A sweeping and gorgeously rendered exploration of home and yearning,
following the fracturing of a family upon the demise of its patriarch
In the early hours of June 14, 2017, the world watches as flames leap up
the sides of a residential high-rise in West London, consuming Grenfell
Tower and many of the lives it houses. Across town, a preceding spark
has caught. A cigarette left burning in an ashtray. A table strewn with
post-it reminders and old newspapers. And one Cornelius Winston
Pitt--estranged husband, complicated dad, and patriarch of the Pitt
family--who takes his final breaths alone.
These twin tragedies open Diana Evans's A House for Alice, an aching
portrait of a family of women shaken by loss and searching for closure.

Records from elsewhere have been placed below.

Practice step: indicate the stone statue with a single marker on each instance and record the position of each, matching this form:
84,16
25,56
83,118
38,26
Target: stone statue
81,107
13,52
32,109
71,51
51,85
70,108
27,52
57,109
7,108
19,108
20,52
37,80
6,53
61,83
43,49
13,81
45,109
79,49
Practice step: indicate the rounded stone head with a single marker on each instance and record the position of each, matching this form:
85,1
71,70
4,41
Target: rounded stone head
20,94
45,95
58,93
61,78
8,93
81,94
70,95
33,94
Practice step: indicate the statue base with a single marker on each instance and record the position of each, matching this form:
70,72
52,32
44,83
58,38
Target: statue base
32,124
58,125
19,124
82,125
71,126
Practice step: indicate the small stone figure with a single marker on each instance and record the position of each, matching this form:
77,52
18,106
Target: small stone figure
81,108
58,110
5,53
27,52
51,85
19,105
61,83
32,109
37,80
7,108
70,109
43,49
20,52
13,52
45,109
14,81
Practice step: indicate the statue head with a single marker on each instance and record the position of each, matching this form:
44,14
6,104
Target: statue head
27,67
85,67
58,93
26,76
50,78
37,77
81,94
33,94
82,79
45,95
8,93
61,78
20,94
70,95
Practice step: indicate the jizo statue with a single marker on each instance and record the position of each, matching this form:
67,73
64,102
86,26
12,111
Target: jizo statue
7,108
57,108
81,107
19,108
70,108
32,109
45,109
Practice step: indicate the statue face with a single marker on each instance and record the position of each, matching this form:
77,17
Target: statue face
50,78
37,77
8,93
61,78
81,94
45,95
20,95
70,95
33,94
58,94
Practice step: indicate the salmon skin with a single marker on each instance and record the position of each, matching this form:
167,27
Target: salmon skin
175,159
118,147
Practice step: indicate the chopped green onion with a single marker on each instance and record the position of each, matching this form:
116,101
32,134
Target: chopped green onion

At the novel's center is Alice herself, the Pitt matriarch who, after
fifty years in England, now longs to live out her final years in her
homeland of Nigeria. Her three daughters are torn on the issue of
whether she stays or goes, and while youngest sibling Melissa also
grapples with the embers of her own failed relationship, the Pitt
family's foundational pillars--of trust, love, and cultural
identity--begin to crack.
Intimately drawn and set against a fraught political backdrop, A House
for Alice traces the scars of grief and betrayal across generations,
and uncovers the secrets we keep from those closest to us.